Por que motoristas desligam tecnologias de segurança em carros novos?
Pesquisa no Reino Unido revela que recursos desenvolvidos para evitar acidentes são frequentemente desativados pelos usuários
Um levantamento com 1.350 motoristas britânicos mostra que sistemas como frenagem automática de emergência e assistente de permanência em faixa são rejeitados por parcela significativa dos condutores, enquanto tecnologias mais simples conquistam maior aceitação.
A tecnologia embarcada nos carros novos não para de avançar, mas nem sempre é bem recebida por quem está ao volante. Segundo uma pesquisa realizada no Reino Unido durante o verão de 2026, 21,3% dos motoristas optam por desligar a frenagem automática de emergência, um sistema desenvolvido justamente para evitar colisões. Quase 18% evitam usar o assistente de permanência em faixa, outro recurso pensado para aumentar a segurança.
O levantamento ouviu 1.350 motoristas britânicos e mostrou que, além desses sistemas, outras tecnologias sofisticadas enfrentam resistência. O controle de cruzeiro adaptativo, que ajusta automaticamente a velocidade para manter distância segura do veículo à frente, nunca é utilizado por 25,9% dos proprietários, e 7% afirmaram não saber como operá-lo. Esse cenário revela que nem sempre a inovação tecnológica é assimilada espontaneamente pelos condutores.
A resistência, conforme apontado pela pesquisa, está relacionada à forma como esses sistemas atuam. Muitos motoristas consideram as intervenções da frenagem automática e do assistente de faixa "agressivas ou desnecessárias", preferindo assumir totalmente o controle da direção. Por outro lado, equipamentos considerados mais simples e intuitivos conquistam espaço no dia a dia. Por exemplo, 58,3% dos entrevistados classificam o Bluetooth como indispensável e 45,7% usam regularmente a câmera de ré. Outros recursos frequentemente usados incluem navegação integrada e para-brisa aquecido.

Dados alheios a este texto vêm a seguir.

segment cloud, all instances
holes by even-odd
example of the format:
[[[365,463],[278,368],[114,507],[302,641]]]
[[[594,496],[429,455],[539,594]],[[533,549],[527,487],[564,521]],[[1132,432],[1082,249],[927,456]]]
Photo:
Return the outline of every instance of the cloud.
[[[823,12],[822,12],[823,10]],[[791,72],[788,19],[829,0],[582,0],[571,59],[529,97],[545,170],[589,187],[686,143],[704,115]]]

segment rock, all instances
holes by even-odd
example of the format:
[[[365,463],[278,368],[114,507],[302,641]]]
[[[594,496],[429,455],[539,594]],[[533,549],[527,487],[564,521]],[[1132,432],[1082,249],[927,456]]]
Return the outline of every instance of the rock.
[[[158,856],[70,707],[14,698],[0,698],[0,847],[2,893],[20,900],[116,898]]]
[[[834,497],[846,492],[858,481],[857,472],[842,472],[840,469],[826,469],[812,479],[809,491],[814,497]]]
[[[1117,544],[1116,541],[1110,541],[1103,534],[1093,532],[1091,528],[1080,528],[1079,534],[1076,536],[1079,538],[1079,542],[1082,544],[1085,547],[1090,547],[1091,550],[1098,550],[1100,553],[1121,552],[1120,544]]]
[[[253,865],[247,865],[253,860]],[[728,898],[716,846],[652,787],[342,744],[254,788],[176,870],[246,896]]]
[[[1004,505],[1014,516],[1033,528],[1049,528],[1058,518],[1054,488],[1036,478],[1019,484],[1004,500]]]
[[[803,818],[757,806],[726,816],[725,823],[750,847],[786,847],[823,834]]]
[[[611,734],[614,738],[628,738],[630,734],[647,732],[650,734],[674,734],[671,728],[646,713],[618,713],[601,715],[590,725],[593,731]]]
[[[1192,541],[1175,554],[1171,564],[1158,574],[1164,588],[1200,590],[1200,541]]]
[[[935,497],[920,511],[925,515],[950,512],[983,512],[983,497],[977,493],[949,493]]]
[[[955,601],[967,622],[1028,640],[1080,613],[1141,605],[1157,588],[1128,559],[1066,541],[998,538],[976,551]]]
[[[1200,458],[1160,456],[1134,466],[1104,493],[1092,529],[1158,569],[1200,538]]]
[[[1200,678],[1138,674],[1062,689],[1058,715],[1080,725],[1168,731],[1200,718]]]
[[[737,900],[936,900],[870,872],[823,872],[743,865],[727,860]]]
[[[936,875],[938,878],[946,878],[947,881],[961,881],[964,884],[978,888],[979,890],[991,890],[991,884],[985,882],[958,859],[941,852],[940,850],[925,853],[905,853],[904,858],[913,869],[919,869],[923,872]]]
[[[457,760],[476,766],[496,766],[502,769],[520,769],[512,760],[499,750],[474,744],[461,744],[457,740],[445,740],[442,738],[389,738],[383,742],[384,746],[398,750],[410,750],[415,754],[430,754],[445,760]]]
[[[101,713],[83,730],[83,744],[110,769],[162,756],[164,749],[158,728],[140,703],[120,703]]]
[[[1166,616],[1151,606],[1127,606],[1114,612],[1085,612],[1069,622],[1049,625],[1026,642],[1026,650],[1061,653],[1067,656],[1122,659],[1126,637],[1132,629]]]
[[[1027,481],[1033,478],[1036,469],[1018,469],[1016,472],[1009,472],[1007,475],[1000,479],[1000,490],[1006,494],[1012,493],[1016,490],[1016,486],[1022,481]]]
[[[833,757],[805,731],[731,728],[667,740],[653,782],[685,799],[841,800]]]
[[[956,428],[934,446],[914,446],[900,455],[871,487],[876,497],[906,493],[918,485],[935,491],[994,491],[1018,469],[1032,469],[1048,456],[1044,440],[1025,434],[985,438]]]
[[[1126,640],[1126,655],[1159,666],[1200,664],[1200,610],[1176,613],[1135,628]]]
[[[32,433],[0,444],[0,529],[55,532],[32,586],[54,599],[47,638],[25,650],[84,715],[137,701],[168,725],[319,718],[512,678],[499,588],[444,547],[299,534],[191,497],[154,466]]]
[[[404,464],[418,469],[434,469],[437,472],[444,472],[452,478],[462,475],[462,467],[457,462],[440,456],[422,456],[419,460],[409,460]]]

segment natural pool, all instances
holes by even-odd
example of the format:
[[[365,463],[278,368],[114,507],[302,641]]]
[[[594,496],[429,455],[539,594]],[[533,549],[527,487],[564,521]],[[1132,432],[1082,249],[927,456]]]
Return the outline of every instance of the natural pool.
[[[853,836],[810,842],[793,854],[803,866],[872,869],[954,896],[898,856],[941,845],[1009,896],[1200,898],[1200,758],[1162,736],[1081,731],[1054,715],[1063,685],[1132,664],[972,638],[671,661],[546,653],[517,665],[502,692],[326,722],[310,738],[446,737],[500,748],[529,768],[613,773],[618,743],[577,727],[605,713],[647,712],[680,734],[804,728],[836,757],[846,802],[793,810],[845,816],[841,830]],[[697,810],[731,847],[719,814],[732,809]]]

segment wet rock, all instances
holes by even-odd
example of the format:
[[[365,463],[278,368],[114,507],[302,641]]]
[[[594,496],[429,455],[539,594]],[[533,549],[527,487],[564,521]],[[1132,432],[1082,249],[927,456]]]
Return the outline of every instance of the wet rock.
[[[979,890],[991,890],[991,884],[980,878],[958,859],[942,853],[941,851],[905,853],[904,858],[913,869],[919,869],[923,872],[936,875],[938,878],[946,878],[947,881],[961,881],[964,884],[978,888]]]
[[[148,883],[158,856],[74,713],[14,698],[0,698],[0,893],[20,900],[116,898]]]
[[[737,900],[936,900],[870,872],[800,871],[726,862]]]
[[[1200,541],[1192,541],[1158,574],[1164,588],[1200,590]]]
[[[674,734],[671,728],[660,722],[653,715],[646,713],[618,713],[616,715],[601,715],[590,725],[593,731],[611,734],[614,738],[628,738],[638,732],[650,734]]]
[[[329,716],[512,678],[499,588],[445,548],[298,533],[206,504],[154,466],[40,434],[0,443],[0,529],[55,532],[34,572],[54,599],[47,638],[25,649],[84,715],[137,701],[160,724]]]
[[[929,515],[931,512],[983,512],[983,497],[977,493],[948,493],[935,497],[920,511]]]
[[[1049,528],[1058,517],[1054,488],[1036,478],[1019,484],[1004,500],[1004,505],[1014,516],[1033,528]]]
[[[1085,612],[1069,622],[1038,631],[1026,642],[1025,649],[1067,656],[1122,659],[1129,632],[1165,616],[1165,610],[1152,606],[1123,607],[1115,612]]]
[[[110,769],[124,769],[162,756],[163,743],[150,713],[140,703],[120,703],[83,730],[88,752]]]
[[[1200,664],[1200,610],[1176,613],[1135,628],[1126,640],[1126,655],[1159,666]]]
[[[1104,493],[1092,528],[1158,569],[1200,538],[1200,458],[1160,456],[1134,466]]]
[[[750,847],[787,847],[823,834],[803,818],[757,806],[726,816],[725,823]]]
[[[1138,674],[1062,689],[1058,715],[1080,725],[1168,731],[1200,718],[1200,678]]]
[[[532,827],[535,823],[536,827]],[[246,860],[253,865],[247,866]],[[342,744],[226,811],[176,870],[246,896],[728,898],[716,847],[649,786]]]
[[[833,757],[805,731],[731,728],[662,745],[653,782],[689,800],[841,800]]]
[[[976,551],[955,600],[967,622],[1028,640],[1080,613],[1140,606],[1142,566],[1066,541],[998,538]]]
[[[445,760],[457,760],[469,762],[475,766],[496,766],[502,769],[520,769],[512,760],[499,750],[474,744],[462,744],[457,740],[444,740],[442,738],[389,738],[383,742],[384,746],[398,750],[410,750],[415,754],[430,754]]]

No entanto, algumas tecnologias sofisticadas ainda são pouco utilizadas. Apenas 22% dos proprietários de carros com bancos de massagem afirmam fazer uso regular dessa função. A mesma baixa adesão ocorre com o head-up display com realidade aumentada (22,4%) e a partida remota (24,5%). Esse contraste evidencia que o nível de complexidade da interface e a percepção da utilidade influenciam a aceitação dos sistemas.
A idade também exerce papel importante nessa relação com a tecnologia embarcada. Cerca de 68% dos motoristas entre 25 e 44 anos utilizam regularmente o Bluetooth, enquanto o percentual cai para 49,7% entre os condutores com 55 anos ou mais. Essa diferença sugere uma maior familiaridade e abertura para inovação entre os mais jovens.
Esses números convidam a refletir sobre os desafios na implementação de tecnologias de segurança nos automóveis. Se, por um lado, os dispositivos avançados podem reduzir acidentes, por outro, seu design e a forma como se relacionam com o condutor precisam considerar as preferências e a confiança do usuário para garantir efetividade e aceitação.
O que sabemos?
- 21,3% dos motoristas britânicos desligam a frenagem automática de emergência
- Quase 18% evitam usar o assistente de permanência em faixa
- 25,9% nunca utilizam o controle de cruzeiro adaptativo e 7% não sabem operá-lo
- Tecnologias mais simples, como Bluetooth e câmera de ré, têm maior uso e aceitação
O que ainda não foi confirmado?
- Informação divulgada apenas por Quatro Rodas; aguardando outras fontes.